2.2 Theoretical Framework

The theoretical framework of this study is based on theories explaining external borrowing and economic growth. These theories provide explanations regarding how external debt influences investment, productivity, and economic development within countries. The study adopts the following theories:

  1. Dual Gap Theory
  2. Debt Overhang Theory
  3. Keynesian Theory of Public Borrowing

2.2.1 Dual Gap Theory

The Dual Gap Theory was developed by Hollis Chenery and Alan Strout to explain the need for external financing in developing countries. The theory states that developing economies experience two major gaps: savings gap and foreign exchange gap.
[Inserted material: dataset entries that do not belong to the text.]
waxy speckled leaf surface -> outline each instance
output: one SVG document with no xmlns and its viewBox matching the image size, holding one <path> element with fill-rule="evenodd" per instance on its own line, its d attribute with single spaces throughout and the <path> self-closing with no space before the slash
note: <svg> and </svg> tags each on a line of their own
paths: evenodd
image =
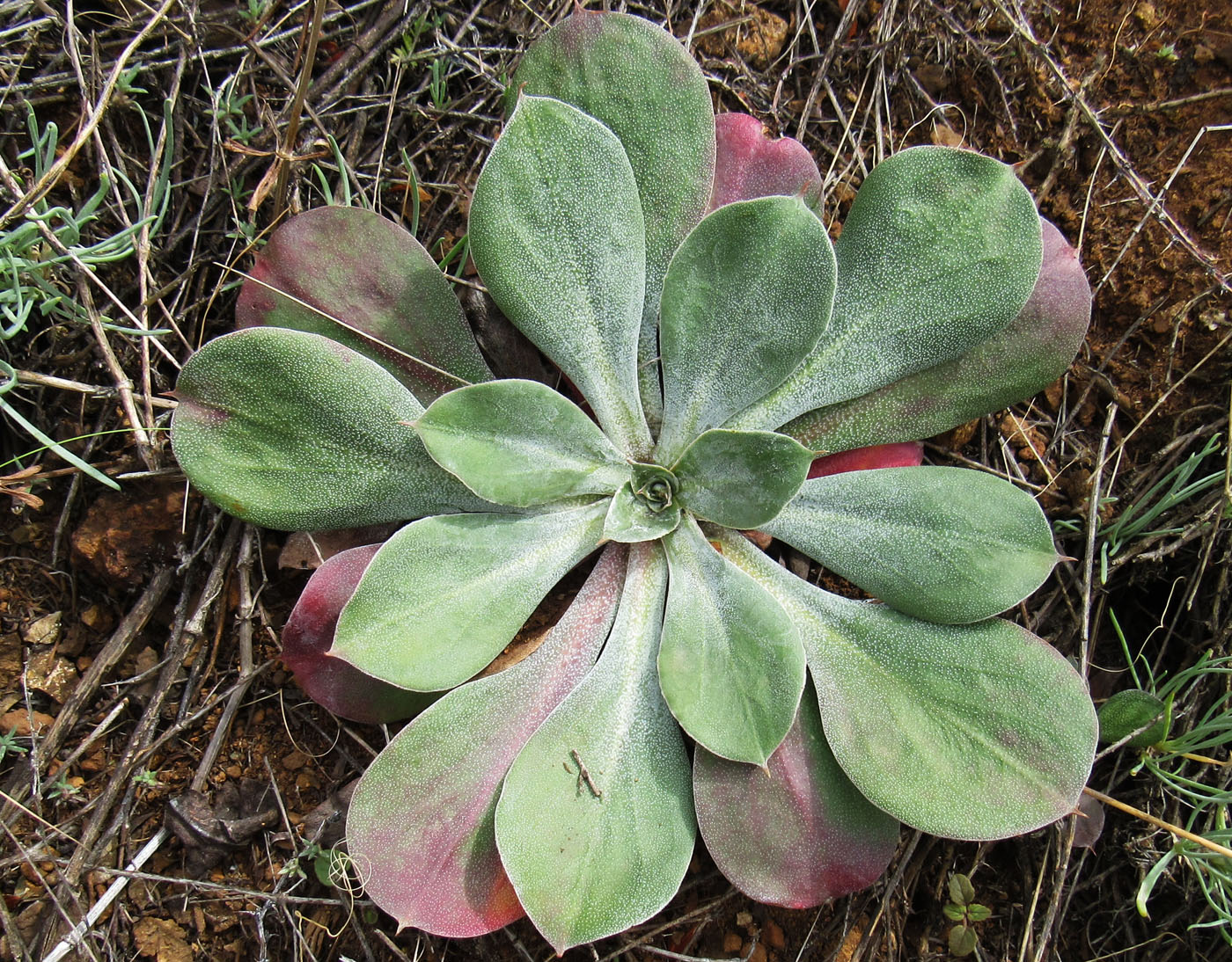
<svg viewBox="0 0 1232 962">
<path fill-rule="evenodd" d="M 697 828 L 715 865 L 758 902 L 807 909 L 871 886 L 898 846 L 898 823 L 870 804 L 825 744 L 813 686 L 765 770 L 699 748 Z"/>
<path fill-rule="evenodd" d="M 355 527 L 487 505 L 437 467 L 423 406 L 375 361 L 326 338 L 250 328 L 188 358 L 171 445 L 188 480 L 264 527 Z"/>
<path fill-rule="evenodd" d="M 813 452 L 774 431 L 706 431 L 673 472 L 680 503 L 697 517 L 754 528 L 777 515 L 808 473 Z"/>
<path fill-rule="evenodd" d="M 621 541 L 630 544 L 638 541 L 654 541 L 675 531 L 679 523 L 679 504 L 668 505 L 662 511 L 652 511 L 642 499 L 633 494 L 633 488 L 625 484 L 616 491 L 607 509 L 604 537 L 609 541 Z"/>
<path fill-rule="evenodd" d="M 668 261 L 706 208 L 715 111 L 697 62 L 670 33 L 625 14 L 578 9 L 526 52 L 513 91 L 572 103 L 615 132 L 646 213 L 646 298 L 638 376 L 657 421 L 659 292 Z M 510 105 L 511 106 L 511 105 Z"/>
<path fill-rule="evenodd" d="M 599 544 L 606 501 L 536 515 L 442 515 L 377 552 L 331 653 L 404 689 L 460 685 L 513 641 Z"/>
<path fill-rule="evenodd" d="M 1005 330 L 952 361 L 801 415 L 782 432 L 828 451 L 931 437 L 1029 398 L 1061 377 L 1087 336 L 1090 285 L 1078 251 L 1048 220 L 1041 224 L 1040 277 Z"/>
<path fill-rule="evenodd" d="M 800 636 L 774 596 L 685 516 L 664 544 L 671 567 L 659 685 L 680 727 L 716 755 L 764 765 L 804 689 Z"/>
<path fill-rule="evenodd" d="M 614 546 L 533 654 L 451 691 L 363 774 L 347 849 L 399 928 L 464 939 L 522 916 L 496 852 L 496 798 L 526 739 L 594 664 L 623 578 Z"/>
<path fill-rule="evenodd" d="M 913 147 L 865 179 L 834 245 L 830 326 L 733 427 L 777 427 L 949 361 L 1005 328 L 1040 273 L 1040 216 L 1011 168 Z"/>
<path fill-rule="evenodd" d="M 359 207 L 318 207 L 275 230 L 240 288 L 235 324 L 331 338 L 424 404 L 492 377 L 436 261 L 402 227 Z"/>
<path fill-rule="evenodd" d="M 756 117 L 719 113 L 715 117 L 715 186 L 710 209 L 754 197 L 801 197 L 822 212 L 822 172 L 800 140 L 770 137 Z"/>
<path fill-rule="evenodd" d="M 282 627 L 282 663 L 299 687 L 334 714 L 365 724 L 410 718 L 434 701 L 431 695 L 397 689 L 326 654 L 338 616 L 379 547 L 347 548 L 324 562 Z"/>
<path fill-rule="evenodd" d="M 654 680 L 667 581 L 663 549 L 634 544 L 599 664 L 526 743 L 496 804 L 501 862 L 557 952 L 650 918 L 692 857 L 689 756 Z"/>
<path fill-rule="evenodd" d="M 659 463 L 673 463 L 808 356 L 829 321 L 834 285 L 829 234 L 798 197 L 731 203 L 694 228 L 663 282 Z"/>
<path fill-rule="evenodd" d="M 521 97 L 476 184 L 469 236 L 500 309 L 578 386 L 607 436 L 644 456 L 646 225 L 620 140 L 577 107 Z"/>
<path fill-rule="evenodd" d="M 1074 807 L 1095 708 L 1055 648 L 999 618 L 930 624 L 830 595 L 737 535 L 711 536 L 791 613 L 825 739 L 875 806 L 971 840 L 1020 835 Z"/>
<path fill-rule="evenodd" d="M 490 381 L 437 398 L 415 422 L 428 453 L 480 498 L 529 507 L 611 494 L 630 467 L 599 426 L 537 381 Z"/>
<path fill-rule="evenodd" d="M 899 611 L 945 624 L 1016 605 L 1057 562 L 1035 499 L 967 468 L 814 478 L 763 527 Z"/>
</svg>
These gaps limit investment and economic growth within such countries (Chenery and Strout, 1966).

The savings gap arises because domestic savings are insufficient to finance desired investment and development projects. The foreign exchange gap occurs when export earnings are inadequate to finance imports necessary for industrialization and economic development (Todaro and Smith, 2015).

The theory suggests that external borrowing helps bridge these gaps by providing additional financial resources and foreign exchange required for economic growth. External debt therefore contributes positively to development when borrowed funds are utilized efficiently in productive sectors (Iyoha, 2014).

This theory is relevant to the study because Nigeria relies on external borrowing to finance infrastructural projects and supplement inadequate domestic resources necessary for economic growth and development.

2.2.2 Debt Overhang Theory

Debt Overhang Theory explains the negative effects of excessive external debt on economic growth. According to the theory, when a country’s debt burden becomes excessively large, investors expect future taxation and economic instability necessary for debt repayment. This discourages private investment and reduces economic productivity (Krugman, 1988).

The theory further states that excessive debt servicing obligations reduce government expenditure on developmental projects and social welfare programs. Consequently, high debt burden negatively affects economic growth and development within indebted countries (Ajayi and Oke, 2012).

This theory is relevant to the study because Nigeria has experienced increasing external debt and rising debt servicing obligations that may affect investment, infrastructure, and economic growth.

2.2.3 Keynesian Theory of Public Borrowing

The Keynesian Theory developed by John Maynard Keynes explains the role of government borrowing in stimulating economic activities and promoting growth. According to the theory, governments may borrow funds during economic recessions to finance public expenditure and stimulate aggregate demand within the economy (Keynes, 1936).

Public borrowing enables governments to invest in infrastructure, create employment opportunities, and support economic activities capable of increasing productivity and national income. External borrowing may therefore contribute positively to economic growth when invested in productive sectors (Jhingan, 2016).

The relevance of this theory to the study lies in its explanation of how external debt may stimulate economic growth through increased government expenditure and investment in developmental projects within Nigeria.